Le bruit de petites roues en plastique résonnait dans les rues normalement assoupies de Hanyu dimanche matin alors que la petite ville de la préfecture de Saitama accueillait la chaise de bureau japonaise Isu Grand Prix.
Fondée il y a 10 ans et inspirée des courses d'endurance de Formule Un et du Mans, cette course permet à des équipes de trois personnes de s'affronter sur du mobilier de bureau ordinaire pendant deux heures exténuantes pour voir qui peut accomplir le plus de tours du parcours de 200 mètres.
Tourner la chaise en arrière était la tactique universelle employée par les coureurs, qui étaient au moins épargnés par la restriction supplémentaire de la tenue de soirée lorsque les concurrents choisissaient leurs propres tenues.
Les coureurs participent à la série de sièges de bureau ISU-1 Grand Prix. Photo: REUTERS / Issei Kato
Les trois membres de l'équipe ont tourné pendant la course à la manière du Mans pour essayer de rester frais, mais dans la densité d'humidité estivale, la bataille a été difficile, même pour les coureurs les plus expérimentés.
La série, qui a débuté avec une course à Kyoto en 2009, a été conçue par Tsuyoshi Tahara et figurera dans 10 grands prix différents au Japon cette année.
"L'origine de cette course m'est venue à la tête quand j'ai vu une course d'endurance en tricycle", a expliqué Tahara à Reuters. "Finalement, j'ai créé la course que nous pouvons organiser dans une rue, trois personnes par équipe pour deux heures d'endurance.
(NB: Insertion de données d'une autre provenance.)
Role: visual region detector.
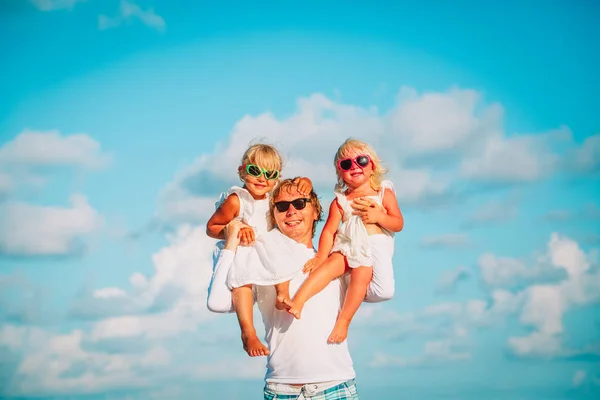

Je voulais créer quelque chose que personne n'avait jamais fait auparavant."
L’idée de Tahara s’est avérée étonnamment populaire: 55 équipes ont participé au Grand Prix de Hanyu et sont venues d'aussi loin que Wakayama.
L’équipe gagnante, Kitsugawa Unyu, vient de Kyoto et a donc voyagé plusieurs heures avec sa chaise pour la course.
Leur récompense était de conserver le titre remporté l'année dernière et un prix de 90 kilogrammes de riz local, que les "pilotes" avaient du mal à récupérer tant leur fatigue était grande.
Les participants se reposent après la course à la chaise de bureau. Photo: REUTERS / Issei Kato
Le test d’endurance avait eu des conséquences néfastes sur les participants, mais le moral demeurait élevé alors que les corps fatigués s’éloignaient de l’événement.
"J'ai été dupé (en le faisant)", a plaisanté Satoru Taguchi, âgé de 45 ans, qui a formé une équipe avec d'autres pères de l'école de ses enfants. "Mon corps est très douloureux."
Mayu Negishi, qui avait juste assez d’énergie pour danser lors de la cérémonie de clôture, a déclaré que le soutien de la foule avait grandement aidé.
"Tant de gens nous ont applaudi chaque fois que nous passions et revenions", a déclaré le joueur de 18 ans. "Nous avons été très touchés. Ce sont nos fans et nos supporters."
Le prochain Grand Prix Isu aura lieu dans la préfecture d'Iwate le mois prochain.